Super. Thanks a lot. And stay healthy.
You too, Mr. Riemann.
Then the next question comes from Mr. Malte Schalmann from Warburg Research. Please go ahead.
Yes. Good morning. You answered most of the questions, guess. With respect to the short time work, I mean, can you share a number how many of your people would just probably mostly affecting the back end production back end are currently in short time work?
Regarding in the direction of minus 20%, so an amount of 20% for the back end only. But we have also plans to expand that. What we try to avoid is having this also in the front end. But we are in discussions with our workers' council, and we will go ahead as the needs arise.
Okay. And the back end accounts for 30% of the production guys
for '20 Around something over 200 people there. Maybe two twenty million or something like that.
Okay. And then on the payout for the restructuring, that will then happen in the current quarter,
in the second
quarter, the €11,000,000 provision for the closure of Duseborg, will that affect Q2? Or will that only come in later in the year?

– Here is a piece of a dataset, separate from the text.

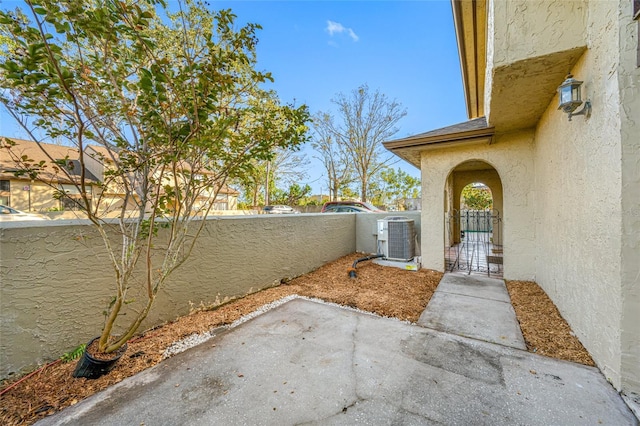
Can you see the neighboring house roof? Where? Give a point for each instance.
(36, 152)
(58, 152)
(469, 132)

Maybe I take this question. Hello, Mr. Straumann, Anderschneider. We will see a payout that is mostly later in the year. These are HR related payouts, and we try to keep the facility running, and this currently works very well, until the very end of the first half with only limited kind of scaling down effect.
So this is our plan, which also means that the people will only leave at the end of H1. And then all the HR related payouts will only be after we close the cash accounts in the second quarter.
Yes, okay. Then with respect to M and A, I mean, are not that many transformative potential companies available, but we see opportunities that came up recently due to the situation that became more attractive, potentially smaller design of the virus adjacent activities and industrial applications or whatever. Is there anything has the pipeline changed in that respect?
I would say the pipeline has changed, but not due to the effects you just mentioned, more to the more due to the reason that we launched our capabilities and the corporate strategy. So we have more human power working on increasing long list and short list. And unfortunately, I have to stay with my comments like I always have to stay there. If you would have anything specific in store, we would tell you, but then we would have to tell everybody. So we have our typical long list.
We have our short list. We always discuss with other companies. And yes, there are definitely interesting things in the world. No doubts about this.
Okay, good. Okay, thanks.
Thank you.
There seem to be no further questions in the queue.
Okay. Thank you. So thanks for your interest and your participation in the call. As a final remark, as always, I would like to draw your attention to the upcoming events. First, we will conduct our AGM on 05/22/2020, as a virtual event like most of the guys.
And of course, for the first time, there was no need for this up to now. In case you are shareholders, we would like to ask you to register and submit your votes. As you know, this year's agenda for the AGM is the SE conversion, which we believe is a beneficial step for the company and truly reflects the international character of Elmos. Secondly, the half year results are planned to be released on 08/05/2020, and we would be happy if you would join us for the conference call again. Finally, I would like to wish you personally and professionally all the best in these turbulent times.
Goodbye, take care, stay healthy and confident. Thank you.